Influence of Cholesterol on Physical Properties of Egg Phosphatidylcholine Liposomes

Abstract

Physical properties of unilamellar vesicles (ULVs) and multilamellar vesicles (MLVs) prepared from egg phosphatidylcholine have been investigated as a function of cholesterol content. Molecular dimensions of ULVs and MLVs with or without cholesterol have been measured by dynamic laser light scattering method. Inclusion of cholesterol in the liposomal bilayer structure significantly affected the mean diameter of vesicles suspended in buffer. The mean molecular dimension of MLVs was found to increase by 28% whereas that of ULVs decreased by 52% at the highest concentration of cholesterol (50 mole%)). Studies on stability of unilamellar vesicles containing cholesterol were carrried out by monitoring the release of encapsulated carboxyfluorescein (CF) after suspension in phosphate buffered saline (PBS) and human blood plasma at 37°C. Vesicles with cholesterol displayed greater stability than controls in buffer as well as in human plasma.
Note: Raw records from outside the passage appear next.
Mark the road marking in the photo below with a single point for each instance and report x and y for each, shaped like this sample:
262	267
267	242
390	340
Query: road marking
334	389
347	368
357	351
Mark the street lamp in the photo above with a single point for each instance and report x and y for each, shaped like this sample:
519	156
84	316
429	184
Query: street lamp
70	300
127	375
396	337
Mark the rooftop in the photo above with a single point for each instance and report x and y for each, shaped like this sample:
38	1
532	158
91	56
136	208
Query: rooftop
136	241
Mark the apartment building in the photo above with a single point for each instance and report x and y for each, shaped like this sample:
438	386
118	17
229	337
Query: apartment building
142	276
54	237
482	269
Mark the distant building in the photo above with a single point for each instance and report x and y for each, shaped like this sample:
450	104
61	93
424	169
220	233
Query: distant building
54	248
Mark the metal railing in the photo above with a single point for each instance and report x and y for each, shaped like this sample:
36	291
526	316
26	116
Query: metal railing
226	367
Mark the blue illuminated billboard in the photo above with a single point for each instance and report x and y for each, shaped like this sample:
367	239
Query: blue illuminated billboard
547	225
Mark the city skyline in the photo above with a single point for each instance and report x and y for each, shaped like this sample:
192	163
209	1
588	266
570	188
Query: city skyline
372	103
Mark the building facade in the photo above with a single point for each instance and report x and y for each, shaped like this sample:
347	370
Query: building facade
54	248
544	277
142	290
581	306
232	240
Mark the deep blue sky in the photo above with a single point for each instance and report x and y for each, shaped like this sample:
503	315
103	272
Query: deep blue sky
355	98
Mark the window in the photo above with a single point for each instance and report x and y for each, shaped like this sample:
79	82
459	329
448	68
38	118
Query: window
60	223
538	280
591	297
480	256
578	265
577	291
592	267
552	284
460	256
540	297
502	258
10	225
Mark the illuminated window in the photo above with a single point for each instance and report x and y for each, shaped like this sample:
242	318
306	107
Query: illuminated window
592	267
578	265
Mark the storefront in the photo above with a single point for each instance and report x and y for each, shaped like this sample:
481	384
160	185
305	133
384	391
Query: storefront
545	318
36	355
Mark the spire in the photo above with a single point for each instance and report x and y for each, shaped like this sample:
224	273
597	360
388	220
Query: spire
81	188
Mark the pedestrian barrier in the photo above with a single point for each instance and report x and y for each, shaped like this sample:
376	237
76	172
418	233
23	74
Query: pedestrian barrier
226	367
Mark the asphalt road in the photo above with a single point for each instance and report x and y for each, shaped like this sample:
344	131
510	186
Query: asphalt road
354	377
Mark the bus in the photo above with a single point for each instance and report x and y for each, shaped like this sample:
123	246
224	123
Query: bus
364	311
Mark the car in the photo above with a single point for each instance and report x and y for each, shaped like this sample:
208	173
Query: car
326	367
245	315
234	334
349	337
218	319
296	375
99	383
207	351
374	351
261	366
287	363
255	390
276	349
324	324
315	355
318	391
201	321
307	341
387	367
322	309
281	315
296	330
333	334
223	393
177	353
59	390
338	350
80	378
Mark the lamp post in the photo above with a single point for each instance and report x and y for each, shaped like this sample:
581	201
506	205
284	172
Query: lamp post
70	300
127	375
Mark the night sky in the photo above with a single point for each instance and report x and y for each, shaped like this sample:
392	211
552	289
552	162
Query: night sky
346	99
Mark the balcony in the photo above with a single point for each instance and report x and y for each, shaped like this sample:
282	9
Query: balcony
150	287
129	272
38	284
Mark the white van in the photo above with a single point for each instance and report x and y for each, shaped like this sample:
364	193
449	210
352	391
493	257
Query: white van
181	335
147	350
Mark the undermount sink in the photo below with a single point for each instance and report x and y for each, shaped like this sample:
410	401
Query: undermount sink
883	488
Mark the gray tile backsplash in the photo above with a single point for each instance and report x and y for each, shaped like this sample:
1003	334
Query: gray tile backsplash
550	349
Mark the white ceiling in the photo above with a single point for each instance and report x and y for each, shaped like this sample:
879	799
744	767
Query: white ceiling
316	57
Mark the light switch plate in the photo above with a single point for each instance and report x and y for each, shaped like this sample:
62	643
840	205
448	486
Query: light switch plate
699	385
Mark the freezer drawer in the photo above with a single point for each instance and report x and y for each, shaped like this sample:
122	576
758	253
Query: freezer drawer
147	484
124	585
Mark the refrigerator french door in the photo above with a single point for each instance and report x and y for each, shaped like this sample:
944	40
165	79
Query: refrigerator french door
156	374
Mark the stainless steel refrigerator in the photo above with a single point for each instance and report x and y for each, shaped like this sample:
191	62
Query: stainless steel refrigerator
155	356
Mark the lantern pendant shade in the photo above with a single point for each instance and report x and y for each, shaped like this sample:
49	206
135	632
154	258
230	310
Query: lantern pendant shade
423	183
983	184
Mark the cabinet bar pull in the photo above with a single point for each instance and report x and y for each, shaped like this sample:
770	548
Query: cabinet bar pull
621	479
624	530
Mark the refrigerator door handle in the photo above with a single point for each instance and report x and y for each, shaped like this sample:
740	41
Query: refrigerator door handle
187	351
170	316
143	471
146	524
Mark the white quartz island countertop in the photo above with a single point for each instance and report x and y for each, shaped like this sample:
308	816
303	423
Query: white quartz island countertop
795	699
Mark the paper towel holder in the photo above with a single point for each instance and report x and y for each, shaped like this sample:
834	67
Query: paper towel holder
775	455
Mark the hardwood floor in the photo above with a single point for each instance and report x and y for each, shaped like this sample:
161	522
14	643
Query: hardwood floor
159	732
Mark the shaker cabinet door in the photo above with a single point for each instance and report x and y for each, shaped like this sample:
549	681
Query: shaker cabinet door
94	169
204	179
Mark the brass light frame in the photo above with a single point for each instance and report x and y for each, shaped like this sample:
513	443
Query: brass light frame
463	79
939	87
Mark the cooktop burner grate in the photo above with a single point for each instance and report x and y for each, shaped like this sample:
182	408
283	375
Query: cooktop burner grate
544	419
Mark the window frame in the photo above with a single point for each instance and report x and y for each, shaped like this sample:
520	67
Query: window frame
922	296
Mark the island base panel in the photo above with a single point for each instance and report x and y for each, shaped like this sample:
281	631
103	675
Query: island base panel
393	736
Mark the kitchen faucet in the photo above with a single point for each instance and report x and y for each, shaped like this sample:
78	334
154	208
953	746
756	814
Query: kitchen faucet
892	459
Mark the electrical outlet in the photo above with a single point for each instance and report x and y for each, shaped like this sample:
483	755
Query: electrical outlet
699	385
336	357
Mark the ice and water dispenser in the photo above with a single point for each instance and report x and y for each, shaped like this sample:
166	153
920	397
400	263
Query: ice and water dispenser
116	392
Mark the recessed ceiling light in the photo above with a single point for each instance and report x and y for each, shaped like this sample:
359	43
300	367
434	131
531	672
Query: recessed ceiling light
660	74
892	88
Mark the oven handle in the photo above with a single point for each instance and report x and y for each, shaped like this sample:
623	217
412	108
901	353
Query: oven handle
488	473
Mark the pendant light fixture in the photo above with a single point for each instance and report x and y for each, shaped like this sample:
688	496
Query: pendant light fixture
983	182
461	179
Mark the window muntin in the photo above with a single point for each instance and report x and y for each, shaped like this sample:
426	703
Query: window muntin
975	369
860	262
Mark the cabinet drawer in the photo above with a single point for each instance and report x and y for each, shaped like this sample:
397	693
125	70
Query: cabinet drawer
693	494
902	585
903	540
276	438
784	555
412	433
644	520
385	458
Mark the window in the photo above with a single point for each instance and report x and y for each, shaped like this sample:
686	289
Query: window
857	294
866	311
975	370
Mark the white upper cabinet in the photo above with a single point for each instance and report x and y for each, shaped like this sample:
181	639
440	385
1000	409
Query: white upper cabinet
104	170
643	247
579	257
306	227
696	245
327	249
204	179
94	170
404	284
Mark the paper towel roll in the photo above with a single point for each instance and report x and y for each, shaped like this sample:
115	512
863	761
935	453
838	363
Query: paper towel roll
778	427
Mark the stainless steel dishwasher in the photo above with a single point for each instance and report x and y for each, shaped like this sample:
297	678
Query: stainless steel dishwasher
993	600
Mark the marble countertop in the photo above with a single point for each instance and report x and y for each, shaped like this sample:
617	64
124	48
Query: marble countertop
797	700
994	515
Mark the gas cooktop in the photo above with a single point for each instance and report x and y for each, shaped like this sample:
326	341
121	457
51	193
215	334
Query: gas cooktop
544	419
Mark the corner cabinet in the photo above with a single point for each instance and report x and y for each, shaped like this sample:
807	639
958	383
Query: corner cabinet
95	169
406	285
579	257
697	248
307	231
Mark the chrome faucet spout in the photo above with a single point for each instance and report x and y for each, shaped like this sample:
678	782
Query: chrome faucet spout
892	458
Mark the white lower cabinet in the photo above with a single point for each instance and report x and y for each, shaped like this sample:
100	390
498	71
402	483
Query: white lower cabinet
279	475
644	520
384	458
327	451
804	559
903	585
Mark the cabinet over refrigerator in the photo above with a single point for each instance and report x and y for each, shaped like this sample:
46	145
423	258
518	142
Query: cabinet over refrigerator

Moreover, the mean size of these vesicles significantly decreased after suspension in human plasma compared with phosphate buffered saline (PBS) which was dependent on the concentration of choleserol. However, vesicles without cholesterol showed larger decrease of size in plasma than in buffer. Furthermore, cholesterol-free vesicles were found to be more stable in buffer than in plasma. These results suggest that the cholesterol content of liposomes affects their molecular size and stability in biological fluid environment which may govern the fate of vesicles in body circulation.